Дворецкий Престон Брюс привык к предсказуемости Эйзенхауэров, обычно отправлявшихся спать в десять вечера. Он был уверен, что Кеннеди полностью вымотаны, когда в два часа ночи они вернулись с инаугурационных балов. К его удивлению, они приехали в Белый дом с друзьями и продолжили веселье на втором этаже, не догадываясь о том, что работники резиденции должны оставаться в ней до момента, когда президентская чета мирно уснет. В четверь четвертого утра Брюс проводил последнего из гостей и погасил свет в Западной гостиной. Когда он подошел к спальне президента, в ней никого не оказалось.

«Это вы, Брюс? Я здесь, в спальне Линкольна», – окликнул его президент. Брюс не мог поверить своим ушам. Работники считали спальню Линкольна проклятым местом. Кеннеди попросил принести ему кока-колу и открыть окна, чтобы впустить холодный ночной воздух.

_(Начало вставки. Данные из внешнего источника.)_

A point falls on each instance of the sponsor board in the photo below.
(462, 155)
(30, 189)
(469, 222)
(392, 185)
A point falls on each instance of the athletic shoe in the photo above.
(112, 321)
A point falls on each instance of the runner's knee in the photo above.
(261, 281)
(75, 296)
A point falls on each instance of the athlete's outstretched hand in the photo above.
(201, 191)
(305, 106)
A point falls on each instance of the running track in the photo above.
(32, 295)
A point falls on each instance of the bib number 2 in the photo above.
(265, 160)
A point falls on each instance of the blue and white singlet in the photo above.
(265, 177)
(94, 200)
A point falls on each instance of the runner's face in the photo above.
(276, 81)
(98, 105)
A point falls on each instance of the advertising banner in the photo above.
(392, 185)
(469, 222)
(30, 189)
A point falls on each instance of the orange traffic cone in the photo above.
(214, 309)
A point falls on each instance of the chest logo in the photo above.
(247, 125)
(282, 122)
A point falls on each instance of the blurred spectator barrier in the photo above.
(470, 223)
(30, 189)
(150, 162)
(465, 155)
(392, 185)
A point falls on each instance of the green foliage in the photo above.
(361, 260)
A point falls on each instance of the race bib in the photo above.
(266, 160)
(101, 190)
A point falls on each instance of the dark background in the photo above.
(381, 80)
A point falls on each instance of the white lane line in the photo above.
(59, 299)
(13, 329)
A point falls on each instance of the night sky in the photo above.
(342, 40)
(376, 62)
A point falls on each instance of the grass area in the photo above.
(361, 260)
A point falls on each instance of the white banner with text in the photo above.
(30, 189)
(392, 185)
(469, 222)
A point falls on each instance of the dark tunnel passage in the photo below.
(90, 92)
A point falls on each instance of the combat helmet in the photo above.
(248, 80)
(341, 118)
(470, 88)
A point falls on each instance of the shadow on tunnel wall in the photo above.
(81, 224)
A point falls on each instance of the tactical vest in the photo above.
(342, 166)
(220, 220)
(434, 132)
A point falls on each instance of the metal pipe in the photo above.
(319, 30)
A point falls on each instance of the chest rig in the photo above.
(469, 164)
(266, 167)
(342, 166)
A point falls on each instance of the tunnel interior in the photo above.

Джекки позвала всегда учтивого Брюса из Королевской спальни и попросила себе бокал вина. Домой Брюс поехал только после четырех утра.

Несмотря на эту затянувшуюся первую ночь, впоследствии Брюс полюбил чету Кеннеди, а поскольку он работал вечерами, то мог видеть и личные стороны жизни семьи. Он посмеивался, когда поздно вечером, принося напитки, заставал красивых молодых супругов бегающими между своими спальнями. («Не парьтесь, Брюс. Мы же знаем – вы тоже женаты», – говорила ему Джекки с веселыми огоньками в глазах.)

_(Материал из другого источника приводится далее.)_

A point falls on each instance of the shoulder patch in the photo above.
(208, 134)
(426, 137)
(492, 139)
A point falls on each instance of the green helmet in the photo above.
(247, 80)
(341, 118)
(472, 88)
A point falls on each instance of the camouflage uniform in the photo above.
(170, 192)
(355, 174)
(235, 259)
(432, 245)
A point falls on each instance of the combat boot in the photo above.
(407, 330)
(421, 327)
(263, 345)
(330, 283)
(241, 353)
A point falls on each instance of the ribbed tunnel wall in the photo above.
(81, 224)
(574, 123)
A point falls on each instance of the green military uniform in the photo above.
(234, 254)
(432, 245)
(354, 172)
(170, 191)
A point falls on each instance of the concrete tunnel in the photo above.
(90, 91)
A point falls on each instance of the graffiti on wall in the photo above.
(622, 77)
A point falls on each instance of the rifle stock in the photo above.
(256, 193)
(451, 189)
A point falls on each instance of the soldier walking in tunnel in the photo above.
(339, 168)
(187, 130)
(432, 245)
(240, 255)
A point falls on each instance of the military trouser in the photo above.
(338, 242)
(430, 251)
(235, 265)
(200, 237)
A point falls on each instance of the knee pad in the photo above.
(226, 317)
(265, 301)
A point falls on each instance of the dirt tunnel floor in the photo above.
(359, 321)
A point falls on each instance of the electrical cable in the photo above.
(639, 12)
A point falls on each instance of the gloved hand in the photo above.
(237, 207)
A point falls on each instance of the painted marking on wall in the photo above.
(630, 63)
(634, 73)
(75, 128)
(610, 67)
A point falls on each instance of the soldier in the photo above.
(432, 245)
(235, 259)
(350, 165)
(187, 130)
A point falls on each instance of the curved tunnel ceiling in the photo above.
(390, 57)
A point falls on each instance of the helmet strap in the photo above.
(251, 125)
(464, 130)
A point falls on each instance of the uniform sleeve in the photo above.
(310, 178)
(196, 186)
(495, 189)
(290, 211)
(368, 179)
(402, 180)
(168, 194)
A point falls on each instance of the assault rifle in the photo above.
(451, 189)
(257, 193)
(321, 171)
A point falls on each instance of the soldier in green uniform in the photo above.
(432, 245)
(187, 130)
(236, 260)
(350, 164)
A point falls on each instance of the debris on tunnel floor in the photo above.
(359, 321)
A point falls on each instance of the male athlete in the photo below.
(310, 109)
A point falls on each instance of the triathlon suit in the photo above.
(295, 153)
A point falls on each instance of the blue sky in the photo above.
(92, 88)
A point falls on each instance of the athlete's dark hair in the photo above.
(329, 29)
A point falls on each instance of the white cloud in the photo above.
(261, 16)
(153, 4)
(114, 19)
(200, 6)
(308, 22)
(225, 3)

С 1953 по 1977 год Брюс приезжал в Белый дом к трем часам дня, приветствовал важных лиц у входа, успокаивал посетителей, нервничающих перед визитом к президенту, сопровождал президента из Овального кабинета в его покои по вечерам и не отправлялся домой, пока тот не уляжется спать. В Белом доме он был своего рода звездой. Другие работники ценили его элегантность и умение сохранять спокойствие, несмотря на невероятно трудную работу. Буфетчик Линвуд Уэстрей называет его дипломатом.

«Некоторым это дано, а другим нет. У него это было, поэтому его так и любили».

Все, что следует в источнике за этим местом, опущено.